In base ai dati raccolti finora, circa metà delle Composizioni Negoziate si conclude senza un accordo andandosi a inserire poi in un concordato o in una liquidazione. Tuttavia, col maturare dell’istituto, i casi di successo sono in aumento: a maggio 2025 risultano 295 procedure concluse positivamente (con un accordo stragiudiziale o una soluzione concordataria avviata), pari a un tasso di successo del 22,5% (in crescita rispetto al passato). In parallelo, le istanze presentate sono raddoppiate: tra novembre 2024 e maggio 2025 ne sono state presentate 905, +120% rispetto al semestre precedente. Ciò dimostra che sempre più imprese stanno utilizzando lo strumento e, se attivato tempestivamente e con risorse adeguate, funziona nel portarle ad un risanamento sostenibile.
Fattori che incidono sul successo sono la dimensione e la struttura aziendale: Unioncamere ha rilevato che le imprese che ce la fanno sono in media più grandi (53 addetti vs 27 delle non risanate) e con attivo medio di 33 milioni vs 9 milioni. Le microimprese faticano di più, spesso per deficit di cultura finanziaria, assetti organizzativi inadeguati e minore supporto bancario.
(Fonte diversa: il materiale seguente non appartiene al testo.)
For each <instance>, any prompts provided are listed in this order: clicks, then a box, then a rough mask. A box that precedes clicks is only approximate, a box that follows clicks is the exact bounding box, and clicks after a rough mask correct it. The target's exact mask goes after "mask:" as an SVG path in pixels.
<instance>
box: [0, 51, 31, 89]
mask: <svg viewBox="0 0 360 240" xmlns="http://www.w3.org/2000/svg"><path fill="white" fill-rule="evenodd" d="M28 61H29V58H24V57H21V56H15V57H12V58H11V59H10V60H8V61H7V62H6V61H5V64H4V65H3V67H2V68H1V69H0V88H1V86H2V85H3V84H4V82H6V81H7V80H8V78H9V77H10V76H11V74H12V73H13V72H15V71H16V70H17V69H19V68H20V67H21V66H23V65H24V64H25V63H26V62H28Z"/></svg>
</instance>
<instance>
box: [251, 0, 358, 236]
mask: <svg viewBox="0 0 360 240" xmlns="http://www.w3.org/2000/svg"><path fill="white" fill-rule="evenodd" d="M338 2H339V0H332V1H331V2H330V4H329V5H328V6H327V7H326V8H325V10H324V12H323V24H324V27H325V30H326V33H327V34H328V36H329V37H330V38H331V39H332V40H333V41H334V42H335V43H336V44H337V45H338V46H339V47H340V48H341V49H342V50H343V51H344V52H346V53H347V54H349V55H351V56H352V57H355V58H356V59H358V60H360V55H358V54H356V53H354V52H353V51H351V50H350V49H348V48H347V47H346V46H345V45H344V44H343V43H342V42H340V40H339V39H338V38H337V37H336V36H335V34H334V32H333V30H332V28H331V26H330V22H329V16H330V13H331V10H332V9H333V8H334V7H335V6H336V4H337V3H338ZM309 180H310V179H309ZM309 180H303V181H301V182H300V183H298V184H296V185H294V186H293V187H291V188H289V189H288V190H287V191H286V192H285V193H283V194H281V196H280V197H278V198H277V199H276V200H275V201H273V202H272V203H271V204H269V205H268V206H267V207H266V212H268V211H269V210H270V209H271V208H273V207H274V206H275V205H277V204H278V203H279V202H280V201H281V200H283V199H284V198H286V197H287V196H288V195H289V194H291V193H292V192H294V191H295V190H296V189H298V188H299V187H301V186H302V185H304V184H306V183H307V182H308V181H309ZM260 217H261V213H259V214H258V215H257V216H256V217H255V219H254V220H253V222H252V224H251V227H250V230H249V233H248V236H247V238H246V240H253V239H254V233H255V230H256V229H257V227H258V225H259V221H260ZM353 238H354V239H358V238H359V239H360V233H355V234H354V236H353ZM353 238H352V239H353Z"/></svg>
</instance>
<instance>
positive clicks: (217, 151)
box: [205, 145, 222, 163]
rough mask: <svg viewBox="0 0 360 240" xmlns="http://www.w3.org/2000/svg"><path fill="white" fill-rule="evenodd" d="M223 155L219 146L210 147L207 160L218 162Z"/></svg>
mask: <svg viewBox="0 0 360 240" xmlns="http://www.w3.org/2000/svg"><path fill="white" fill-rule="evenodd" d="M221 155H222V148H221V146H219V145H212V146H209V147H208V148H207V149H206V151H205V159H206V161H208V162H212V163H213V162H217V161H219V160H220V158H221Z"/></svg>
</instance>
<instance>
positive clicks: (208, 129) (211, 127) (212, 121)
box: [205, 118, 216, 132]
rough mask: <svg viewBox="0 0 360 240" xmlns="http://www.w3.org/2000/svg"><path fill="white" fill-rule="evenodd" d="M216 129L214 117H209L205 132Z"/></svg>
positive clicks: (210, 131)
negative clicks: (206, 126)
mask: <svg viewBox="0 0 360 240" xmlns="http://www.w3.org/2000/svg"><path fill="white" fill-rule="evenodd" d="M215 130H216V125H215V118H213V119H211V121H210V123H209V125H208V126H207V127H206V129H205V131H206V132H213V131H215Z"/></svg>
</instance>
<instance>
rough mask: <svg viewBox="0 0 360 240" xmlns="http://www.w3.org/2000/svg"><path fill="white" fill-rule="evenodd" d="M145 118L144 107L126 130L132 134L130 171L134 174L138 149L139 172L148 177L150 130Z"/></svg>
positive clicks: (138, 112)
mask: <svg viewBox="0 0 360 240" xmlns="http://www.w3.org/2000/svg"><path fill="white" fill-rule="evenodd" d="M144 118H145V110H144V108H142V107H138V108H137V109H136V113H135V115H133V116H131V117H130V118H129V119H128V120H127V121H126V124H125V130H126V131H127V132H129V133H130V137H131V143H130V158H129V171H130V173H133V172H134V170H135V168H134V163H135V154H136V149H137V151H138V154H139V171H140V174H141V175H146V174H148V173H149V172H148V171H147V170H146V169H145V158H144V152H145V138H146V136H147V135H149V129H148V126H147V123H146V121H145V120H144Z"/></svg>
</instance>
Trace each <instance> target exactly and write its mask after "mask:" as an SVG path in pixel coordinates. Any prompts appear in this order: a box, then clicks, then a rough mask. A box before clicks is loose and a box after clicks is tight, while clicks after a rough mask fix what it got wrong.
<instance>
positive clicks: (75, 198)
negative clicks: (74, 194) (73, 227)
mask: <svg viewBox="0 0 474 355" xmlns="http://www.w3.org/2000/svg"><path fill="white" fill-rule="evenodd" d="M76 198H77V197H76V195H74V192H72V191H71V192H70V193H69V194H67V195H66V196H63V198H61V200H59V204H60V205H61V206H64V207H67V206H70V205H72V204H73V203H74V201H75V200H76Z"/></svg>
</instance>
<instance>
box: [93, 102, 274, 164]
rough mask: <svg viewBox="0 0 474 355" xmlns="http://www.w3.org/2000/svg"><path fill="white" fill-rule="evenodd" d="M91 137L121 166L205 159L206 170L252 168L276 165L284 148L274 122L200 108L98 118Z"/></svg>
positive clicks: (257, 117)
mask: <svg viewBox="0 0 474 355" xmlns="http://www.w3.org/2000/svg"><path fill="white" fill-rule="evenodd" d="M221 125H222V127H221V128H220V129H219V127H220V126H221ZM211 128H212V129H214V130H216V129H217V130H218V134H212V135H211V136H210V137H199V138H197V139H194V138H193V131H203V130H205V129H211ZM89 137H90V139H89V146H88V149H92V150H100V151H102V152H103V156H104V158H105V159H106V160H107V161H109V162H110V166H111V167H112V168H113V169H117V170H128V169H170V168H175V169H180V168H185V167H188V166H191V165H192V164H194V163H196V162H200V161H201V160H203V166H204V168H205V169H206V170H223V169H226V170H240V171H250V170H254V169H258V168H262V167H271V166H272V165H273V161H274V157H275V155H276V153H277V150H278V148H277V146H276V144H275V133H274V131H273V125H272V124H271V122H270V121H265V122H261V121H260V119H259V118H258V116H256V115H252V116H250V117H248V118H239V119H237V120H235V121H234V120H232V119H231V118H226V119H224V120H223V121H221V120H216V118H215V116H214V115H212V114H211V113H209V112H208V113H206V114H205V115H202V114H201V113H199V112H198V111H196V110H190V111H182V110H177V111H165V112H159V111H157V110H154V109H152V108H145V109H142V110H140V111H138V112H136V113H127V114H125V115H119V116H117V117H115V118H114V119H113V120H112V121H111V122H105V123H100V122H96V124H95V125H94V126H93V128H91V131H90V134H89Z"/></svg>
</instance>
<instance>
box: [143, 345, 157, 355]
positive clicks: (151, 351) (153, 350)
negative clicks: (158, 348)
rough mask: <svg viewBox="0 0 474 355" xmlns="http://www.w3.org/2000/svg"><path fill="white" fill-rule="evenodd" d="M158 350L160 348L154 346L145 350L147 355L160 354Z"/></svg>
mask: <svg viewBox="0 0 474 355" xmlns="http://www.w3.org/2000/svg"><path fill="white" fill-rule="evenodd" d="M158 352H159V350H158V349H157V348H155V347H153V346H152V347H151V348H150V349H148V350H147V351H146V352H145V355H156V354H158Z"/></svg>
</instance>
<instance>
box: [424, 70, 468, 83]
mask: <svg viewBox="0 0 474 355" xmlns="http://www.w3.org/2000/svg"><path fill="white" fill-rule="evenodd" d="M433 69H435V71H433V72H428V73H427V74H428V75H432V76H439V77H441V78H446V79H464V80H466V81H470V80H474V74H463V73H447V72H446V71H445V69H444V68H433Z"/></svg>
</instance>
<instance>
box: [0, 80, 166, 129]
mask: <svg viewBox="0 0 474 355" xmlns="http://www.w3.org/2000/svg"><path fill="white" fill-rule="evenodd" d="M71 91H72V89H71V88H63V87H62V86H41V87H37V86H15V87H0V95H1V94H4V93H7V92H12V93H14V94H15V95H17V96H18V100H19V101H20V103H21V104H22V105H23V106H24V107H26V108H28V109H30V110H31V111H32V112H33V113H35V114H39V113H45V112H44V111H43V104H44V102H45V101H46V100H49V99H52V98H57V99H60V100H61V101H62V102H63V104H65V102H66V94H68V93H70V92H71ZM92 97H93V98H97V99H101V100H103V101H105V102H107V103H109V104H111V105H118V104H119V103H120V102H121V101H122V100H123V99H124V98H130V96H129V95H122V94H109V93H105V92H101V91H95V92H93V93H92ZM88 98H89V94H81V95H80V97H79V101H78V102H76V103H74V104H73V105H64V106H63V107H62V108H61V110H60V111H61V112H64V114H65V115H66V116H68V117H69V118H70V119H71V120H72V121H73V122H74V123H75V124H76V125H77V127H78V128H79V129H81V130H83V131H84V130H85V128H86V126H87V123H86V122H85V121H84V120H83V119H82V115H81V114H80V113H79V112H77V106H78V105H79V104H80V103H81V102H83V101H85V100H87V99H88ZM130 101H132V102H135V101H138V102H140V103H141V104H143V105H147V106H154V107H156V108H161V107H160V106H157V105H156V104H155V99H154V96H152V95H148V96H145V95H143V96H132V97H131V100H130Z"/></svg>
Ciò evidenzia l’importanza, specie per le PMI più piccole, di farsi assistere da consulenti esperti e di investire in organizzazione interna: adottare assetti adeguati e monitorare i conti (come impone l’art. 2086 c.c.) può fare la differenza nel cogliere per tempo i segnali e nell’affrontare con successo la negoziazione.
Coordinamento con le altre Procedure Concorsuali
La Composizione Negoziata si caratterizza per la sua non esclusività: il debitore resta sempre libero, durante o al termine delle trattative, di accedere ad altre procedure concorsuali (concordato preventivo, accordo di ristrutturazione, liquidazione giudiziale) se lo ritiene opportuno. Il CCII però detta alcune regole per coordinare la CNC con gli altri istituti, evitando conflitti:
- Come già detto, durante la pendenza della CNC con misure protettive, il debitore non può essere dichiarato in liquidazione giudiziale su iniziativa dei creditori. L’istanza di fallimento presentata da terzi resta sospesa fino alla conclusione delle trattative. Ciò vale anche per l’eventuale iniziativa d’ufficio del tribunale (che comunque è rara, avveniva solo in casi di insolvenza palese e nessuna iniziativa delle parti).
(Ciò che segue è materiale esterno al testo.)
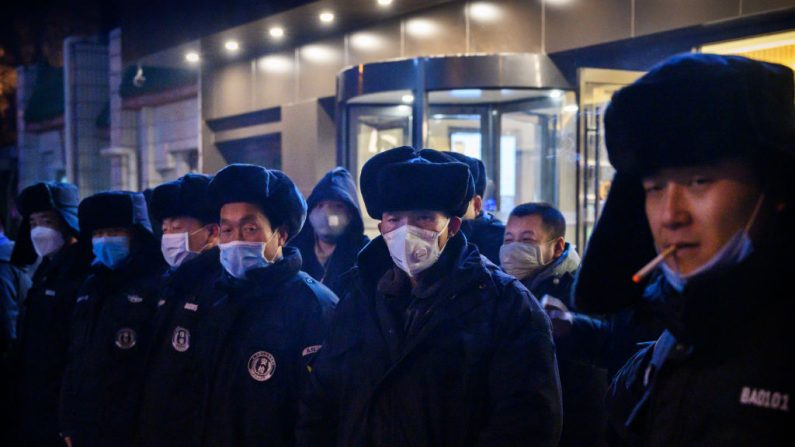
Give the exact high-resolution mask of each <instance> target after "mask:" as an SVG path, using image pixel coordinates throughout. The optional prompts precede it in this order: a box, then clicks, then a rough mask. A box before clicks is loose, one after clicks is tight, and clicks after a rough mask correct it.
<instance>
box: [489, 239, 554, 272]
mask: <svg viewBox="0 0 795 447" xmlns="http://www.w3.org/2000/svg"><path fill="white" fill-rule="evenodd" d="M545 265H546V264H544V262H543V261H541V246H540V245H535V244H530V243H527V242H509V243H507V244H504V245H503V246H502V247H500V266H501V267H502V269H503V270H505V272H506V273H507V274H509V275H511V276H513V277H514V278H517V279H525V278H528V277H530V276H532V275H533V273H535V272H537V271H538V270H539V269H541V268H542V267H544V266H545Z"/></svg>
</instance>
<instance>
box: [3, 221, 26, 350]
mask: <svg viewBox="0 0 795 447" xmlns="http://www.w3.org/2000/svg"><path fill="white" fill-rule="evenodd" d="M13 248H14V243H13V242H11V241H10V240H9V239H8V238H7V237H6V236H5V235H4V234H2V233H0V364H4V363H5V360H6V357H7V356H8V355H10V353H11V348H12V346H13V345H14V344H15V343H16V340H17V319H18V317H19V304H20V301H22V299H23V298H24V296H25V294H26V293H27V290H28V287H30V278H29V277H28V276H27V275H26V274H25V272H24V271H22V270H20V269H19V268H17V267H15V266H13V265H11V251H12V250H13Z"/></svg>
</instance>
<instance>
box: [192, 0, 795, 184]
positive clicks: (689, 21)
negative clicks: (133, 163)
mask: <svg viewBox="0 0 795 447" xmlns="http://www.w3.org/2000/svg"><path fill="white" fill-rule="evenodd" d="M793 6H795V5H793V0H543V1H542V0H491V1H470V2H463V1H462V2H452V3H448V4H445V5H442V6H438V7H433V8H428V9H425V10H421V11H418V12H416V13H413V14H410V15H408V16H404V17H400V18H395V19H390V20H386V21H381V22H377V23H375V24H373V25H370V26H366V27H364V28H361V29H356V30H352V31H350V32H348V33H346V34H344V35H341V36H338V37H334V38H329V39H326V40H322V41H317V42H312V43H309V44H306V45H302V46H300V47H297V48H288V49H284V50H281V51H280V52H277V53H270V54H262V55H260V56H259V57H257V58H255V59H247V60H241V61H237V62H233V63H229V64H227V65H224V66H220V67H203V69H202V71H203V73H202V88H201V96H202V99H201V104H202V111H201V116H202V118H203V119H202V124H201V126H202V138H201V142H202V163H203V170H204V171H205V172H213V171H215V170H216V169H218V168H219V167H221V166H222V165H223V164H224V161H223V158H221V157H220V154H219V153H218V151H217V150H216V149H215V148H214V143H213V141H214V137H213V135H212V132H211V131H209V129H207V127H206V125H205V124H204V122H205V121H206V120H208V119H213V118H220V117H225V116H231V115H237V114H242V113H247V112H252V111H256V110H262V109H265V108H269V107H278V106H281V107H282V122H281V123H280V126H281V128H282V132H283V133H282V163H283V168H284V170H285V171H286V172H287V173H288V174H289V175H291V176H294V179H295V180H296V183H297V184H299V186H300V187H301V188H302V190H304V192H305V193H308V192H309V190H310V189H311V187H312V186H313V185H314V183H315V182H316V181H317V179H319V178H320V176H321V175H322V174H323V172H325V170H327V169H329V168H331V167H333V165H334V164H335V158H336V150H335V140H334V132H335V129H334V124H333V122H331V120H330V118H329V117H328V116H327V115H326V114H325V112H323V111H322V109H320V108H319V106H318V103H317V101H316V99H317V98H321V97H327V96H334V95H335V94H336V85H335V82H336V75H337V74H338V73H339V71H340V70H342V69H343V68H345V67H347V66H351V65H356V64H361V63H367V62H373V61H379V60H387V59H393V58H402V57H413V56H429V55H443V54H459V53H499V52H544V53H554V52H559V51H565V50H570V49H574V48H579V47H584V46H589V45H596V44H600V43H605V42H610V41H615V40H620V39H627V38H632V37H635V36H641V35H645V34H651V33H657V32H661V31H667V30H672V29H676V28H682V27H687V26H692V25H696V24H700V23H708V22H713V21H721V20H730V19H733V18H739V17H741V16H745V15H751V14H758V13H761V12H766V11H772V10H775V9H780V8H786V7H793ZM249 130H251V131H255V129H249Z"/></svg>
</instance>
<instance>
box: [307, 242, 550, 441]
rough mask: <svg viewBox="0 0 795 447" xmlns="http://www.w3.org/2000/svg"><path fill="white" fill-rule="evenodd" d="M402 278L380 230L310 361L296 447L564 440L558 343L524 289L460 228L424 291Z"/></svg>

- Il debitore può transitare dalla Composizione Negoziata ad un’altra procedura in qualsiasi momento, modificando percorso. Ad esempio, se nel corso delle trattative emerge che è possibile un concordato preventivo con adeguato sostegno dei creditori, l’imprenditore può presentare subito domanda di concordato (anche con riserva) senza attendere i 6 mesi. La presentazione della domanda di concordato comporterà la chiusura anticipata della CNC (non ha senso proseguire parallelamente). Questo passaggio può essere strategico se serve il voto dei creditori o misure che solo il concordato offre (es. una moratoria fiscale che richiede un concordato).
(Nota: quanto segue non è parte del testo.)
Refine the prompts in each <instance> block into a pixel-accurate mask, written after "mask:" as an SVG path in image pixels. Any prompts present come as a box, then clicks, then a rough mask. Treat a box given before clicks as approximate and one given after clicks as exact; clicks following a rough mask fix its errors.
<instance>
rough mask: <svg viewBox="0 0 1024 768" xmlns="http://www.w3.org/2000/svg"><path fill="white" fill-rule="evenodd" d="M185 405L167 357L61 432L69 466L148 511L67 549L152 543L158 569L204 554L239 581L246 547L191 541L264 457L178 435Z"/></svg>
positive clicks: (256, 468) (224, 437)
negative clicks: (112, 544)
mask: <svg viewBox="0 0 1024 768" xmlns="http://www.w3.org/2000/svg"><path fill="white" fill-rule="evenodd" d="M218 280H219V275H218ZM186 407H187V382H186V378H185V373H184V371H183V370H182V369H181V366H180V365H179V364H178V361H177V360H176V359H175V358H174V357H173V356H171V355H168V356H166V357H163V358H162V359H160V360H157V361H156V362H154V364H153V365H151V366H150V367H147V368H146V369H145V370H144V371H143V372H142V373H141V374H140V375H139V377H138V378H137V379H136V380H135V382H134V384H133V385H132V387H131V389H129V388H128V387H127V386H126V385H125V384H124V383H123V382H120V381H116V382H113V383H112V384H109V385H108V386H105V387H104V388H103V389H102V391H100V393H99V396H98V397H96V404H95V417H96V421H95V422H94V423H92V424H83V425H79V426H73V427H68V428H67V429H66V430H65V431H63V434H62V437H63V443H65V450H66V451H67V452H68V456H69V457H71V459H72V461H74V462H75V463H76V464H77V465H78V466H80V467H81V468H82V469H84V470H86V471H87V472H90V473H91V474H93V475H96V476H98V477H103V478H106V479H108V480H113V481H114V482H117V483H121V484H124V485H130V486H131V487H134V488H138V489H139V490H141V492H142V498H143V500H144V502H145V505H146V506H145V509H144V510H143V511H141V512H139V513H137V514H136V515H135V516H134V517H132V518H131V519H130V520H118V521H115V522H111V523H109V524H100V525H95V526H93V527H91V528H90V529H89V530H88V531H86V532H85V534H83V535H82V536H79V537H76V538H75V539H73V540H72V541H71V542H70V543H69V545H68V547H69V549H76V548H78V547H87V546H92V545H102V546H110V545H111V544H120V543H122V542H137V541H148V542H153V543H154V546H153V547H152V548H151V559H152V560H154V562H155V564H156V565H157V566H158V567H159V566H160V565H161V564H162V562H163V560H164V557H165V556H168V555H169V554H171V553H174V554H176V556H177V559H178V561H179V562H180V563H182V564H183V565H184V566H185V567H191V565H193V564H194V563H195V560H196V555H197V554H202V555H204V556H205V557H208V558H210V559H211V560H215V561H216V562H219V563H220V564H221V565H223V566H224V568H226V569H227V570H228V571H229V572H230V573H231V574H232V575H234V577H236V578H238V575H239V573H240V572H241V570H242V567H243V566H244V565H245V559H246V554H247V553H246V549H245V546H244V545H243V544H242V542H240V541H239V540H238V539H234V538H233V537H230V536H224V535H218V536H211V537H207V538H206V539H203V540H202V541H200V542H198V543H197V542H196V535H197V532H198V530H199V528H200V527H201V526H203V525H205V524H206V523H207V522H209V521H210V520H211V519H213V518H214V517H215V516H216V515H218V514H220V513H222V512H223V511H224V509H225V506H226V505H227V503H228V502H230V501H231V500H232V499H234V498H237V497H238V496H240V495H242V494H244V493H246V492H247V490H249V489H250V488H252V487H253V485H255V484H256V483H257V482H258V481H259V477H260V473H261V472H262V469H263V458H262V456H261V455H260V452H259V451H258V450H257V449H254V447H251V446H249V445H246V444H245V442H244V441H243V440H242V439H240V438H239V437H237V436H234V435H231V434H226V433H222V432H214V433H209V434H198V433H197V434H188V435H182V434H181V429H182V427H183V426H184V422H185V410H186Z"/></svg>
- Viceversa, se durante la CNC il debitore stesso si convince che non c’è possibilità di risanamento e preferisce optare per una soluzione liquidatoria concorsuale, può rinunciare alla CNC e chiedere l’apertura immediata della liquidazione giudiziale. Questa scelta, pur consentita, è però poco comune: difficilmente un imprenditore che ha intrapreso la strada negoziale decide volontariamente di “darsi fallito” salvo eventi sopravvenuti gravi.
- Se il debitore apre un concordato o un accordo mentre era in corso la CNC, bisogna coordinare le protezioni: generalmente, le misure protettive ottenute in CNC possono proseguire (o essere rinnovate) nell’ambito della nuova procedura. Ad esempio, se si passa a concordato, lo stay della CNC confluirà nelle protezioni del concordato preventivo. Occorre comunque informare i creditori e il tribunale della nuova procedura.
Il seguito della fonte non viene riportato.